We should note that, like other companies, Clay’s access to Twitter via APIs has deteriorated since Elon Musk’s policy changes. The company says, however, if existing users had connected with Twitter in the past, that data should still be available.
Clay doesn’t share how many users are now using its app, which is now available across Mac, Windows, web and iOS, and soon, Android. However, the founders did tell us that it’s approaching over 100 million relationships managed, in terms of its network size. (That’s not an equivalent to users, as each user could have thousands of people in their own network. But you can sort of back your way into a user estimate here, using averages.)
The app itself is popular among a number of industries, ranging from MBA students early in their career where they’re meeting a lot of people, to those who have expansive networks, like VCs. Some smaller business customers are also using Clay to develop better relationships with their best customers, but not for sales pipeline types of concerns.

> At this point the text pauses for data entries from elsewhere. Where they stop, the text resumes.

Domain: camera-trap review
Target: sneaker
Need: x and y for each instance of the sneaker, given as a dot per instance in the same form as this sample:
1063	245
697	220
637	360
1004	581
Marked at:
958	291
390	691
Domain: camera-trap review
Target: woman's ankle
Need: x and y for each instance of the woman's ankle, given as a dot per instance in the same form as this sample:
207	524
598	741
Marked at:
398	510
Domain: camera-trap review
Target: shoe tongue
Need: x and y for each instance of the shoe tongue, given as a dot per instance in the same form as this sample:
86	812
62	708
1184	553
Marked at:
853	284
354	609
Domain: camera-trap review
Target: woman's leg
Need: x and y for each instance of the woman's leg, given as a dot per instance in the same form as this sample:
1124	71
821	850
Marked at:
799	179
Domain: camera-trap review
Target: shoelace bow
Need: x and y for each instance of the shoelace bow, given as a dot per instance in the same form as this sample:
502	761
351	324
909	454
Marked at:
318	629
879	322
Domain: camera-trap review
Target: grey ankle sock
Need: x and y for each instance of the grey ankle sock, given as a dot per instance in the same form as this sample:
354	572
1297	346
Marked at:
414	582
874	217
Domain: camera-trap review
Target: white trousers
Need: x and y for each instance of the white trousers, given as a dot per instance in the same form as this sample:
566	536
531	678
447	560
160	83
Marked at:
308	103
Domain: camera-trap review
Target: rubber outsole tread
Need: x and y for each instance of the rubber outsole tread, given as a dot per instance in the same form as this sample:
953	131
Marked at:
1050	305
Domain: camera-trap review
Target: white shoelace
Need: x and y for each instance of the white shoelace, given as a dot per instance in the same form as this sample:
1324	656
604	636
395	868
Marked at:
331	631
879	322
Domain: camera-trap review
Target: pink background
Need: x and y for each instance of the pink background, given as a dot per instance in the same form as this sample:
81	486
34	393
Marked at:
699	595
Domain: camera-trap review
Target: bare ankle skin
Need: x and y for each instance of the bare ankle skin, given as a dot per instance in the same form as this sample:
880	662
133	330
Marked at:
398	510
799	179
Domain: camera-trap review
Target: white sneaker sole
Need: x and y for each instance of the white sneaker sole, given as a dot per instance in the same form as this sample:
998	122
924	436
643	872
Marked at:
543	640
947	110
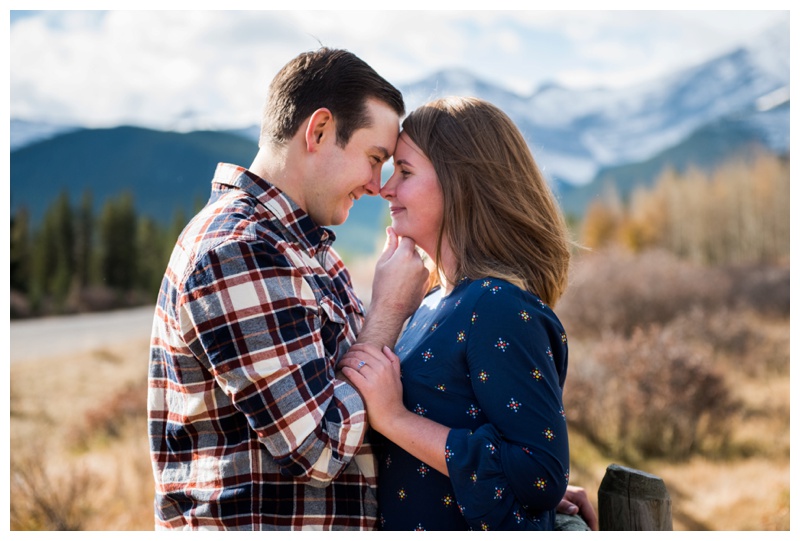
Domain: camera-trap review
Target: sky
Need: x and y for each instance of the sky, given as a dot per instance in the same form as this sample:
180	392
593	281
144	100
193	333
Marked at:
189	69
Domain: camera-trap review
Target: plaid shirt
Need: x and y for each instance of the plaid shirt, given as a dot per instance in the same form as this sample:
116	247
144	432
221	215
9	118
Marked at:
249	428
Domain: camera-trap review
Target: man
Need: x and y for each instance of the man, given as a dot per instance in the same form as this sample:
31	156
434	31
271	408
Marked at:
250	426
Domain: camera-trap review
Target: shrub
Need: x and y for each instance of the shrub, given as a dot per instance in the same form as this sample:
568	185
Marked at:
649	396
41	500
615	291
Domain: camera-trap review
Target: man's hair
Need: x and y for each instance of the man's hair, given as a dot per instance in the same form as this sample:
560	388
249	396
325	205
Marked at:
500	216
331	78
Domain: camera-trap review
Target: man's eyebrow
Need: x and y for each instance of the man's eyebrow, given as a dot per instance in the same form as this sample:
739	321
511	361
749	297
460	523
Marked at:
382	151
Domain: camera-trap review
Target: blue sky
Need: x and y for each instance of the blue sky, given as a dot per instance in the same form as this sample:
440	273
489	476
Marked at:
154	67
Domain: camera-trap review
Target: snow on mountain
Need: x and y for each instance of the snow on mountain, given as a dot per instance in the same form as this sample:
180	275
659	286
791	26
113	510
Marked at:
575	133
24	133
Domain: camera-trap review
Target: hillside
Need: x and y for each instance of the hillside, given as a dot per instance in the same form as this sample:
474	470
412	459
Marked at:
164	171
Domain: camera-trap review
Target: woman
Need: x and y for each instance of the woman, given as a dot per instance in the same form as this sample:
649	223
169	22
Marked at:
476	433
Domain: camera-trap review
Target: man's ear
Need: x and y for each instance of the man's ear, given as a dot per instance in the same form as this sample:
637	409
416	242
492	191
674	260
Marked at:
320	127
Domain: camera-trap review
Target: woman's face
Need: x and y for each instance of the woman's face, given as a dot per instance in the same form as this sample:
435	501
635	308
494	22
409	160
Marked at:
415	197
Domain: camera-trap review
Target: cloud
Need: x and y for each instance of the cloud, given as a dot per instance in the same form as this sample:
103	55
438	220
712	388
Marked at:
169	69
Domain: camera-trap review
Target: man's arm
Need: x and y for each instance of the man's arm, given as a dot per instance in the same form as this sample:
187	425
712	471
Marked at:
250	318
397	291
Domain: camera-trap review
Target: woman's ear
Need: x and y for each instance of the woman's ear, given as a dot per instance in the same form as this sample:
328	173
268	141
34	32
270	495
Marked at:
320	127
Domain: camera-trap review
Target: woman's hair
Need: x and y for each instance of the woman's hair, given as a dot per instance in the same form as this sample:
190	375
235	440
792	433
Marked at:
500	216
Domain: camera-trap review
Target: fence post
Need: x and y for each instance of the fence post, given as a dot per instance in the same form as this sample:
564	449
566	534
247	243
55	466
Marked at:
630	499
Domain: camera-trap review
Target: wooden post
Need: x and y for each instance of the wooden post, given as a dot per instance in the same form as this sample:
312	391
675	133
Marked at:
630	499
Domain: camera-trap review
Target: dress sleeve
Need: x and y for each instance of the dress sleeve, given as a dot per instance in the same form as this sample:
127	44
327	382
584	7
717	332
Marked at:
513	470
256	326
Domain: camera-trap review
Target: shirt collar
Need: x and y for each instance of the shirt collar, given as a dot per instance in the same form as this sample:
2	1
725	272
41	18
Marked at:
307	233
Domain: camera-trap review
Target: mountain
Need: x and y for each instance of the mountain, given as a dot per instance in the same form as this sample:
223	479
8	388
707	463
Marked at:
164	171
575	133
584	140
26	132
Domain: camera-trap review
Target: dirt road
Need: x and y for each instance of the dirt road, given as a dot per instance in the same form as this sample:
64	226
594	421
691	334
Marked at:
55	336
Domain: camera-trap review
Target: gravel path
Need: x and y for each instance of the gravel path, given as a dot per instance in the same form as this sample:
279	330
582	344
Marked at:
45	337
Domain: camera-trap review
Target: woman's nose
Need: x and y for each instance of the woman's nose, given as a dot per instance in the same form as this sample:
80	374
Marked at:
388	189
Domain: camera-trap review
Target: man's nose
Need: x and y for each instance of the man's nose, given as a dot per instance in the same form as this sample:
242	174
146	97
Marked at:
388	189
373	187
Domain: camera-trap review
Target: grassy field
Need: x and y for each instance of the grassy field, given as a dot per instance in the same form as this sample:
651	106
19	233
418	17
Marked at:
78	419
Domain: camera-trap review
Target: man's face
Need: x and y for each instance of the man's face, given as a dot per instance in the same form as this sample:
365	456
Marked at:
345	174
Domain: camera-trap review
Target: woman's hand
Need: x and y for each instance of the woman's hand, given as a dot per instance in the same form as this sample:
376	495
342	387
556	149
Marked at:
375	373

The startup also now offers tiered pricing, beginning with a free, personal plan with a more limited search history, and a Pro Plan ($20/mo) with unlimited search history. It says the new AI features will roll out to both plans at no additional charge, as the team believes this will now become a big selling point for its app.
“We wanted to get it in people’s hands. We really believe that this is a unique use case for AI and we’re the first people to do it in this — sort of, CRM, networking, contacts anything — space. So we wanted to give people a preview of what’s to come,” says Hamed.
As the feature is currently in a technical preview, users will only be able to “refresh” their network’s data for the AI use case once per month, but that will improve over time.
Clay, still a small team of 14, is backed by a little over $8 million in seed funding from Forerunner Ventures, General Catalyst, and others. The company has seen inbound interest over its AI plans but hasn’t committed to raising an additional round at this time.